Long-term: EDB has the potential to cause the following effects from a lifetime exposure at levels above the MCL: damage to the respiratory system, nervous system, liver, heart, and kidneys; cancer.
You can go down the list from the link you posted and realize that ALL the top dangers are from manmade chemicals.
All I can ask is people take the effort to THINK. Most of these exceedingly carcinogenic and dangerious manmade chemicals were put into the environment without much care or study. Much the same thing is happening with nanotechnology today. Haven't we learned any sort of lesson?
Thank you for taking the time and patience to educate me on natural carcinogens. I do walk away with a greater understanding of how man-made substances are so deadly compared to what is found in the natural world.
I cannot argue with someone who thinks water is toxic. By any definition of the word toxic with relation to life on Earth, water does not fit. Water enables just about every form of life on Earth to live. Hence, by definition it is not toxic. If you wish to twist basic facts around so much, you are living for the argument and not for what matters -- a clean and healthy environment.
For anyone to believe wholeheartedly that all the pesticides and other chemicals we have put into the ecosystem -- which have been proven to be harmful to many species of life including humans -- are good, they must have a vested interest in the chemical industry. Either that or are in major denial about the hundreds of environmental studies that are published every year regarding the dangerous levels of chemical pollution in the environment.
As I wrote in a different post on this thread, a mountain of celery is typically not considered toxic just because there are ingredients in plants that INSECTS do not like. Note that nibbling on a plant typically doesn't KILL the insect, just discourage it from eating more.
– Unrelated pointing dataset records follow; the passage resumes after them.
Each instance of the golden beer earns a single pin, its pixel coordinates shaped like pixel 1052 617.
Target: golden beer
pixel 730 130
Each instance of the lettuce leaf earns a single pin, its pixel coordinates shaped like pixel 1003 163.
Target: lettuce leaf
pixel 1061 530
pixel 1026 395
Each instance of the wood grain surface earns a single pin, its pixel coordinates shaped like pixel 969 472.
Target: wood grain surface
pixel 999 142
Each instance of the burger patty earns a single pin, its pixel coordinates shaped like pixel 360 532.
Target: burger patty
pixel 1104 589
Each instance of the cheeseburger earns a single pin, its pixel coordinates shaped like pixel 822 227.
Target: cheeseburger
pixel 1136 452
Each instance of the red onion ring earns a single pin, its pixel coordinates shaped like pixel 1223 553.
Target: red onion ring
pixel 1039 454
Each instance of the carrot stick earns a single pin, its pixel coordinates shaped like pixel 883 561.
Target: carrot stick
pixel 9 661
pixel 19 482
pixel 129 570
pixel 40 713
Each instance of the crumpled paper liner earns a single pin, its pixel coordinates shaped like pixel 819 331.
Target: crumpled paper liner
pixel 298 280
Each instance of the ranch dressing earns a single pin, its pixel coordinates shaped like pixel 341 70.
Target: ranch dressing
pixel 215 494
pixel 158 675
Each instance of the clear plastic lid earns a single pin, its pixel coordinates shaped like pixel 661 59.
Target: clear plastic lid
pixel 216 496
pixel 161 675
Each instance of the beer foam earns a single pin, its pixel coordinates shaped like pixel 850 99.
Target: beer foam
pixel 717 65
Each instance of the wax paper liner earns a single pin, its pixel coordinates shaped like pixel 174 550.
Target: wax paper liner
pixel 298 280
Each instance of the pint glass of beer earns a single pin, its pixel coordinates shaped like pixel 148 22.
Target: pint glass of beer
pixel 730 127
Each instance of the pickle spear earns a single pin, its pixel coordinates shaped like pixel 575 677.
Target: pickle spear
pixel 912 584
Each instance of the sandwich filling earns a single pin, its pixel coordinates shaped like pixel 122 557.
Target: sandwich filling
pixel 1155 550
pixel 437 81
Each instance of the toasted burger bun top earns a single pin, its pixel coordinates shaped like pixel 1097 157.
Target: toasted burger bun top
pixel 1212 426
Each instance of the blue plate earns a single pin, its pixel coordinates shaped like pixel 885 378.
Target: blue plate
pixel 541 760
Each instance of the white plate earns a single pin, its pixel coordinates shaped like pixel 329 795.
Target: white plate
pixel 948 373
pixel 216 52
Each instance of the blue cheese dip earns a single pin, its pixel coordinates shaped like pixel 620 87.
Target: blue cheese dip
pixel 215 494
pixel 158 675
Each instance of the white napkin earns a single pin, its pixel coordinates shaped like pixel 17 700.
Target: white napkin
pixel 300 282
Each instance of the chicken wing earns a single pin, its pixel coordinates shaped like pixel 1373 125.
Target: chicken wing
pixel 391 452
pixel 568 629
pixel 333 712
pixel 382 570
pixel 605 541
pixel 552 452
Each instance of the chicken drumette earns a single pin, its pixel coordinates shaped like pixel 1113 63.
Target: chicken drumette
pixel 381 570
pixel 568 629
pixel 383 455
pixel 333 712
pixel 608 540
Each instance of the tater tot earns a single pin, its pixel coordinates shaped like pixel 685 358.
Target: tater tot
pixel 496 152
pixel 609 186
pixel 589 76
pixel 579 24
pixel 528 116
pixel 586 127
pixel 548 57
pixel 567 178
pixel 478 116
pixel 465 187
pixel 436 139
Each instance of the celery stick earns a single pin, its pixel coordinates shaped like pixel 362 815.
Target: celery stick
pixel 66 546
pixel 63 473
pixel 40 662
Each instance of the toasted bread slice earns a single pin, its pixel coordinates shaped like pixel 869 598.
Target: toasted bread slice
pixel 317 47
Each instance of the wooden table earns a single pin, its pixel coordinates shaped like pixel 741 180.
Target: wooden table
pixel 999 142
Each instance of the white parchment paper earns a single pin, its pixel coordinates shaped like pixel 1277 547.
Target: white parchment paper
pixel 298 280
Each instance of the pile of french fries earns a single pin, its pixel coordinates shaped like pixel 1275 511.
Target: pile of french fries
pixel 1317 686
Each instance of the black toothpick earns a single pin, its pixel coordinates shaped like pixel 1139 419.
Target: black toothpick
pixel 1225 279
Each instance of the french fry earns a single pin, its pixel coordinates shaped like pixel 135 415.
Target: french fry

If anything, Man is at fault for making any natural plant proteins into poison via genetic engineering -- i.e. getting particular genes to express them 1000X so they can make and sell "organic" plants which are indeed carcinogenic. The non gene engineered version of the plant is not toxic to humans.
Looking back on the thread, I find it is just another case of trying to have a discussion with two people at different knowledge levels. I'm not saying better/worse or offering insult, just that there is often too big of a knowledge gap to have a worthwhile conversation. If you haven't read the environmental reports, you don't understand how much damage man-made toxins have done to the ecosystem and to man himself.
1. Of, relating to, or caused by a toxin or other poison: a toxic condition; toxic hepatitis.
2. Capable of causing injury or death, especially by chemical means; poisonous: food preservatives that are toxic in concentrated amounts; a dump for toxic industrial wastes. See Synonyms at poisonous.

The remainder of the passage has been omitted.